Le 19 novembre 2025 à Orléans, le congrès du maïs organisé par l’AGPM (association générale des producteurs de maïs) a accueilli l’assemblée générale des Irrigants de France. Son président Eric Frétillère a rapporté « des avancées tout à fait importantes » cette année, notamment législatives. Ainsi, la loi d’orientation agricole adoptée en mars reconnaît l’agriculture comme d’intérêt général majeur pour la Nation. La loi Duplomb promulguée quelques mois plus tard prévoit des mesures complémentaires, notamment la réalisation systématique d’études d’impacts socio-économiques dans le cadre des réglementations sur les volumes prélevables. « Le monde agricole a négligé le plan juridique […], cela nous a fragilisés », observe Eric Frétillière. Nous devons avancer sur cet aspect, c’est la nouvelle ambition des Irrigants de France ».

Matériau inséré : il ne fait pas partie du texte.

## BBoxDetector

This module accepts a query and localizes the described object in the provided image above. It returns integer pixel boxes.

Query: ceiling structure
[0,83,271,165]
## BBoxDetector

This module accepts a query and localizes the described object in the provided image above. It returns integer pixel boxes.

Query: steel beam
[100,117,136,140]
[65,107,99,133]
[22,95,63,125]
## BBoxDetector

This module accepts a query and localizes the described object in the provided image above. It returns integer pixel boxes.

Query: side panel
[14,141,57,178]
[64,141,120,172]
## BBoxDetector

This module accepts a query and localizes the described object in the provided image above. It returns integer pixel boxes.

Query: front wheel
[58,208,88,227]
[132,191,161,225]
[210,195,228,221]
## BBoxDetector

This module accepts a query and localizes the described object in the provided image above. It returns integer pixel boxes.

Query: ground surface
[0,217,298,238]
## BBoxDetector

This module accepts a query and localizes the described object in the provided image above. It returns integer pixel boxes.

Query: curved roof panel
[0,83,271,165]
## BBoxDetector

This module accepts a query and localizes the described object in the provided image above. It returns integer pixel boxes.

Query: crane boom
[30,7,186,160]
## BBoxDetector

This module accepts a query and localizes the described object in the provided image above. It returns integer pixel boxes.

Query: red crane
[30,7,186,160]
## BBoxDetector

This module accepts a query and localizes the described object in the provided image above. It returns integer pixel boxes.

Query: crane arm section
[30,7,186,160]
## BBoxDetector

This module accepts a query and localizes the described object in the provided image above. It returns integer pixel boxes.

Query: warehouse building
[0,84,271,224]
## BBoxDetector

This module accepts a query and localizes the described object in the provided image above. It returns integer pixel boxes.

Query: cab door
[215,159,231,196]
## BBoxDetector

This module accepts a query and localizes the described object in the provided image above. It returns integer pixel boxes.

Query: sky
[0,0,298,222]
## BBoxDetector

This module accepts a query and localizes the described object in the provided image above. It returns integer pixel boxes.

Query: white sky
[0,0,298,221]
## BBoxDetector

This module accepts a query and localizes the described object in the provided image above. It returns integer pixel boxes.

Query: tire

Les associations spécialisées de la FNSEA restent elles aussi en alerte : « Il va falloir qu’on s’arme juridiquement, alerte Eric Thirouin, président de l’association générale des producteurs de blé (AGPB) en table ronde. Il va falloir qu’on décline la jurisprudence ». Car du côté des opposants, tout est prêt pour « argumenter » et « pour que ça ne s’applique pas », prévient le président. Selon lui et à titre d’exemple, 70 juristes œuvreraient au sein de France Nature Environnement.

Trois leviers à mobiliser

Comment la profession agricole peut-elle donc elle aussi s’armer juridiquement sur ce sujet ? Selon Carole Hernandez Zakine, docteure en droit de l’environnement et présidente de Zakine Consulting, il faut avant toute chose mobiliser trois leviers :

  • Aller sur le terrain : « Quand vous avez une réunion de commission locale de l’eau, pour écrire un Sage (1), il faut y aller, pour se battre, pour porter des conceptions et des messages juridiques », déclare la juriste. Celle-ci s’explique : « L’écriture du droit, c’est une écriture écologique […]. Les juges ne peuvent pas aller non plus dans notre sens facilement… Même si l’intérêt général majeur oblige dorénavant le juge et l’administration à travailler autrement. Le droit se fabrique et se construit, ça veut dire qu’il faut travailler très en amont ».
  • Intégrer les résultats des études d’impacts : « L’intérêt général majeur, c’est abstrait et il y a aussi plusieurs intérêts généraux qui se valent. Celui de l’agriculture vaut autant que celui de l’environnement : nous sommes donc à égalité », explique l’experte. La « preuve des chiffres » est donc essentielle.
  • Bien distinguer le droit français du droit « mou » : « Les PTGE (2) c’est du droit mou, tous les plans d’actions sur l’eau aussi […]. Tout cela, ce n’est pas du droit, mais il existe cette antichambre du droit, qui fait que l’écriture du droit est par la suite modifiée », traduit Carole Hernandez Zakine. Celle-ci cible plus particulièrement l’échelle territoriale : « La loi n’a pas posé de cadre d’écriture au Sdage (3) et au Sage. Il est indispensable d’avoir un travail législatif français pour cadrer les travaux locaux […] autour de l’intérêt général majeur de l’agriculture ».

Aller jusqu’au contentieux

Les associations spécialisées de la FNSEA se préparent aussi aux suites possibles de ce combat juridique. « Si on a des études de volumes prélevables qui n’intègrent pas les études d’impacts socio-économiques agricoles, alors oui, on va devant le juge et on dit : attention, vice de procédure », explique Carole Hernandez Zakine.

La juriste en droit de l’environnement évoque même la possibilité d’une « mise en responsabilité de l’État pour préjudice majeure ». Et elle insiste : « Certains n’hésitent pas à aller devant les tribunaux […]. Je suis admirative de la force créatrice du droit du côté des militants écologistes. […]. Pourquoi est ce que nous, on hésite ? Osons un contentieux innovant ! ».